L'ennemi déclaré est un recueil d'articles, de pamphlets, de discours, d'entretiens, publiés entre 1970 et les années 1980, qui ont pour point commun la colère. Ces textes sont des brûlots, du combustible à polémiques, mais aussi de la matière à penser philosophique. Ce livre est une référence pour Aurélien Barrau et c'est sur sa recommandation réitérée que je m'y suis plongé. Je comprends mieux la forme que prend la révolte de l'astrophysicien-philosophe-poète concernant la cause de l'impact négatif de l'homme sur le vivant, son engagement. De ce point de vue, Jean Genet est un père spirituel, l'un de ceux qui alignent leurs actes sur leurs mots et leurs mots sur leur pensée, une pensée structurée, cela va de soi. Point de gauche caviar pour l'un, point d'écologie de salon pour l'autre; indépendance vis à vis des mouvements politiques pour les deux; remise en question perpétuelle du conventionnel, et cela va jusqu'aux mots. Comme lorsque Jean Genet offre une distinction entre violence et brutalité qu'Aurélien Barrau réutilise tant cette subtilité est parlante. La violence est un mouvement vital, biologique et nécessaire comme une naissance. Tandis que "le geste brutal est un geste qui casse un acte libre." La brutalité est finalement ce qui réprime le mouvement naturel de la vie. Elle est le fait des êtres humains et l'on peut la trouver aussi bien dans les bavures policières, dans le tutoiement systématique "envers qui a la peau brune", que dans "l'architecture des HLM, la bureaucratie, [...] l'autorité de la machine sur l'homme qui la sert". Dans cette distinction, la révolution est un acte de violence qui vient s'opposer à la brutalité systémique. C'est aussi dans L'ennemi déclaré que sont abordées les questions de révolutions poétique, artistique et politique, que l'on retrouve à peine retouchées dans Il faut une révolution politique, poétique et philosophique, toujours d'Aurélien Barrau. La filiation est cristalline.
Il est également question de l'importance de la beauté, de l'esthétique que Jean Genet accorde à ce qui incarne la violence révolutionnaire. Beauté des feddayin et de leur rapport aux armes, beauté des femmes palestiniennes, et par opposition laideur de la bourgeoisie. Violence belle puisque relevant de la nature. Brutalité laide puisque contre-nature. Laideur des massacres et de la complicité supposée d'un pays. L'article intitulé Quatre heures à Chatila relate l'horreur d'un massacre, sans épargner les détails, puisqu'il fut le premier occidental à fouler le sol de ce camp palestinien quelques jours à peine après les faits. Sorj Chalandon qui foulera le même sol quelques heures après en reviendra traumatisé, chargé de larmes dont il fera de l'encre dans plusieurs de ses livres. Là où l'un soutient Bobby Seale chez les Black Panthers, l'autre soutient Bobby Sands à l'IRA.

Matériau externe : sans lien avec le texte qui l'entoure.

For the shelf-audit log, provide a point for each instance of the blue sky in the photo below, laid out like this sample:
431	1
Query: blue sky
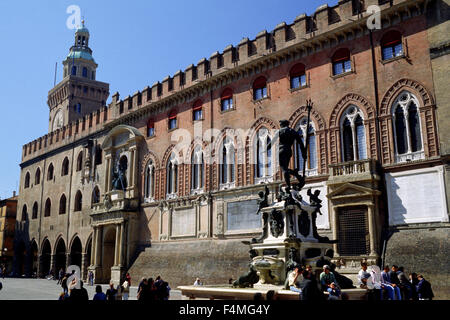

J'ai beaucoup apprécié ce patchwork de textes dont l'homogénéité tient à la personnalité toute en intégrité de son auteur, à son engagement, à sa poésie, au faire-corps avec le mouvement naturel de la violence face à la brutalité. Il y a largement de quoi en tirer de l'inspiration face aux brutalités à l'échelle désormais industrielle perpétrées contre le vivant, brutalités face auxquelles il y a tout lieu de penser que la nature prépare une violente riposte. Dans le sillage de Jean Genet et d'Aurélien Barrau, poésie et engagement: deux valeurs qui je l'espère connaîtront un regain d'intérêt. La nature en a foutrement besoin!